After college, my three best girl friends started traveling and I could never join. I never had the money or the time (they always went in October, a great month to travel and a terrible month for a teacher to take a week off). I was always sad to miss out, but relieved not to be spending thousands of dollars to fly half way across the world (they were ambitious about their vacations).

Eventually I had a messy falling out with one member of that group when I found out she shared things with the other two that she didn’t tell me (really big, really important things). After that friendship imploded, I had to step away from the group. They still communicate regularly, but I need to reach out to the other two individually, which is hard. Basically I lost a really important friend group, and it’s one of the great losses of my 30s. These were my roommates in college; my best girl friends. And it seems like I can track our demise back to vacations they started taking without me.

{Thought I know, rationally, it is WAY more complicated than that.}

I feel very grateful that my friends are in similar financial situations to my own and never try to plan trips I can’t afford, but it’s much easier for all of them to take a day or two off to enjoy a longer weekend away. That is just really hard for me right now, and honestly all during the school year.

They are all still working from home (well except the nurse who has never worked from home), and getting tons done now that their kids are FINALLY back in school full time. Meanwhile my life looks totally different from last year. I have way less flexibility than they do now.

And they are all totally over the pandemic, while I’m still waiting for my kids to be vaccinated. And it’s hard because I know both points of view are valid. Getting together with very close friends in a meaningful way is absolutely worth the (low, for us right now as our numbers are way down) risk of contracting Covid and the very low chance the unvaccinated 11 year olds having bad outcomes. I don’t actually think they are being reckless or irresponsible. I just can’t mange the logistical nightmare of having one of my kids getting Covid, and the long, protracted quarantine that would result for that child, and also the other.

I also have my husband and son to consider. It feels like an especially shitty move to whisk our daughter away for a friend weekend, literally five days after the weekend he was supposed to go away with his friends. Leaving him with our son would just exacerbate that (he’s really difficult right now).
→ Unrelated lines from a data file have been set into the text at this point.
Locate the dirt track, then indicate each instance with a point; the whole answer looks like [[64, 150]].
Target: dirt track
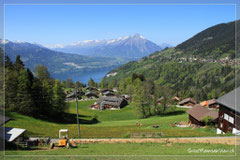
[[210, 140]]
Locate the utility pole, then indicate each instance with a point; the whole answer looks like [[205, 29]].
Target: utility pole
[[76, 91]]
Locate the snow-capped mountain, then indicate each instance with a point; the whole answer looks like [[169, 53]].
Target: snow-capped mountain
[[129, 46]]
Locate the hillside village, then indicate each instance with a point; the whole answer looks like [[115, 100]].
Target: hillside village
[[162, 98]]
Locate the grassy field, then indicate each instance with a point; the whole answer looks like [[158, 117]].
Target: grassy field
[[109, 124], [134, 149]]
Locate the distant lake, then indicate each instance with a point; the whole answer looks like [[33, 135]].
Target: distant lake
[[84, 77]]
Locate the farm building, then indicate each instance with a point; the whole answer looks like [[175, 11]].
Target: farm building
[[111, 103], [91, 94], [104, 90], [229, 112], [115, 89], [188, 102], [176, 99], [109, 94], [91, 88], [210, 103], [198, 112]]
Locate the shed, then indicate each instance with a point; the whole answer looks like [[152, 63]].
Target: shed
[[229, 112], [91, 94], [111, 102], [188, 102], [4, 119], [11, 134], [198, 112]]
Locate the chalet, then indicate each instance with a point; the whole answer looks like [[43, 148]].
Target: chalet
[[198, 112], [91, 94], [91, 88], [229, 112], [176, 98], [111, 103], [188, 102], [115, 89], [210, 103], [109, 94], [102, 91]]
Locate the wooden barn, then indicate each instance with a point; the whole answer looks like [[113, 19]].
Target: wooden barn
[[111, 103], [188, 102], [210, 103], [198, 112], [91, 94], [109, 94], [229, 112]]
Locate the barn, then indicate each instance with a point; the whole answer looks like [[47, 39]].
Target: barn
[[188, 102], [111, 103], [198, 112], [229, 112]]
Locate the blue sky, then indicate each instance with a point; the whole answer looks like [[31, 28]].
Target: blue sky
[[66, 24]]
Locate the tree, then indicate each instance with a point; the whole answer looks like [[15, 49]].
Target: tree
[[42, 72], [18, 64], [91, 83], [102, 84], [24, 98], [59, 104], [139, 98], [69, 83], [78, 84]]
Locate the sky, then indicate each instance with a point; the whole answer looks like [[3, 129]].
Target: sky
[[65, 24]]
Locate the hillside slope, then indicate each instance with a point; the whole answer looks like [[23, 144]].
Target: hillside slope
[[57, 62], [193, 68]]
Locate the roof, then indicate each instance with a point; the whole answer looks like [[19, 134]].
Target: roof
[[105, 89], [13, 133], [4, 119], [114, 101], [63, 130], [198, 112], [230, 100], [90, 93], [211, 101], [176, 98], [109, 93], [204, 103], [188, 100]]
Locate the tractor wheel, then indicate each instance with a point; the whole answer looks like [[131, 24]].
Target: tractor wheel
[[52, 145]]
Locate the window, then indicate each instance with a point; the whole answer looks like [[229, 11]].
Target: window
[[231, 119], [225, 116], [228, 118]]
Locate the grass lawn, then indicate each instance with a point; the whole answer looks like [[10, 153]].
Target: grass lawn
[[134, 149], [111, 123]]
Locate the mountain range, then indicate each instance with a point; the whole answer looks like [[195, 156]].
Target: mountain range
[[135, 46], [58, 63], [207, 47]]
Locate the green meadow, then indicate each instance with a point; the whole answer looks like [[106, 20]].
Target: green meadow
[[107, 123]]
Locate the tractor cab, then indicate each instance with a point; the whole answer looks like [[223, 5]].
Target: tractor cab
[[63, 138]]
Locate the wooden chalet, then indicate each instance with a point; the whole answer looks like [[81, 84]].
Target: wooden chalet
[[109, 94], [198, 112], [176, 98], [188, 102], [102, 91], [91, 88], [210, 103], [111, 103], [91, 94], [229, 112]]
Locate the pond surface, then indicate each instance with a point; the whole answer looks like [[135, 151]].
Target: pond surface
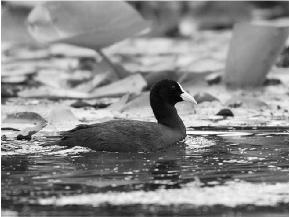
[[215, 172]]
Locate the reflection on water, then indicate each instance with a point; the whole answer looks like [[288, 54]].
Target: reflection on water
[[212, 171]]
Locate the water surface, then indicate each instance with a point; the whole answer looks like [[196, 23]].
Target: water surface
[[214, 172]]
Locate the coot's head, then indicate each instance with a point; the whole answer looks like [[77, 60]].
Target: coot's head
[[170, 92]]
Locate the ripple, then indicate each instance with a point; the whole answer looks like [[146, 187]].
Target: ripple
[[230, 194]]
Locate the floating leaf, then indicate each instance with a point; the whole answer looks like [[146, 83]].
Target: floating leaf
[[89, 24], [60, 119], [28, 122], [132, 84]]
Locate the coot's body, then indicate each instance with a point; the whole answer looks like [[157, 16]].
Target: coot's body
[[123, 136], [136, 136]]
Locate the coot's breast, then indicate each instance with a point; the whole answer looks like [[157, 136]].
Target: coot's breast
[[117, 136]]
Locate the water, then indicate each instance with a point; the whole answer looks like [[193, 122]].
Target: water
[[214, 172]]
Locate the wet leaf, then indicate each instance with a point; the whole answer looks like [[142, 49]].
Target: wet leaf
[[60, 119], [28, 122], [132, 84], [204, 97], [225, 113], [104, 23]]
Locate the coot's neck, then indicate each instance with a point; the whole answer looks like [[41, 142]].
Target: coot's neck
[[166, 114]]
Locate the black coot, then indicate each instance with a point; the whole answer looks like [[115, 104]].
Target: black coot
[[137, 136]]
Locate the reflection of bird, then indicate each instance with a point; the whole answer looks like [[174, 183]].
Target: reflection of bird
[[165, 173], [137, 136]]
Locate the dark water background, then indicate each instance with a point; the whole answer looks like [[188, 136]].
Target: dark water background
[[38, 181]]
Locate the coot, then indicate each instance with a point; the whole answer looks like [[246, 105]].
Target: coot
[[137, 136]]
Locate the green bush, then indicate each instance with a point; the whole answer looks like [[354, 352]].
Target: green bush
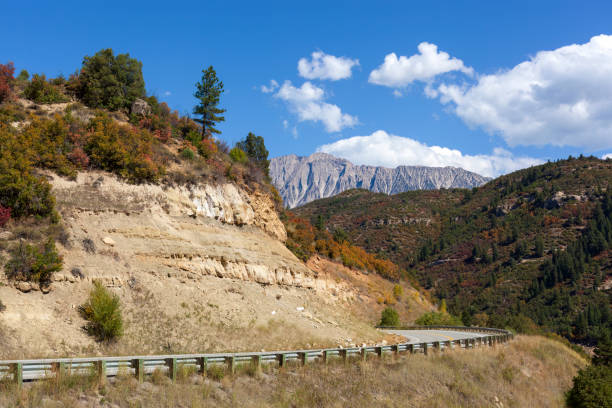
[[103, 312], [122, 149], [40, 90], [593, 385], [20, 190], [438, 319], [109, 81], [238, 155], [30, 263], [389, 317]]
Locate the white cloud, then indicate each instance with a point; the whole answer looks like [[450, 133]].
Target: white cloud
[[271, 88], [325, 66], [383, 149], [308, 103], [559, 97], [429, 62]]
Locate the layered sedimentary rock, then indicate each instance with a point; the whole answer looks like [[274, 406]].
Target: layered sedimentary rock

It just sucks and I’m sad about it and I thought I’d put it out there, because I know it’s a murky time in pandemic-decision-making-land right now and I thought other people might appreciate knowing they are not alone if they are making social decisions that feel like they suck now matter what.

I hate these feelings, and I really hope they go away next week. I just really hate feeling like this.

9 Comments

  1. Is the reason you can’t go a scheduling conflict? If you CAN go, I think you should. Sometimes it’s worth it to make yourself exhausted to do something fun for yourself, and it kinda sounds like this may be one of those times.

    1. I don’t feel I can go for a number of reasons. And, having written about it I’m feeling better about not going. I’m planning on having them over (in the backyard) next weekend so I think by then I’ll be over it. It just doesn’t really work for us right now and I can’t manage explaining why we can spend a weekend with no masks in a cabin but still are only seeing friends outside the rest of the time. It’s just too hard.

    2. Is your blog down? I was wondering where you’ve been so I tried to click through from Feedly and I got a “dead link” message. Are you no longer writing? Or do I need to fix something in my reader?

        1. I’m also newish to OMDG’s blog and miss it. Hoping she reads this and re-starts or opens it up. But I also understand if a public blog doesn’t work for her any more.

          This post and the update make it sound like you have made the right choice for your family. Really hoping for a time when vaccines are available to all age groups (and people get them!) and these hard decisions are less frequent.

  2. Any chance they’re close enough you could make a day trip on Saturday or Sunday? Even if you and your daughter wore masks the whole time/they agreed to all outside time… at least you wouldn’t feel like you were missing out completely.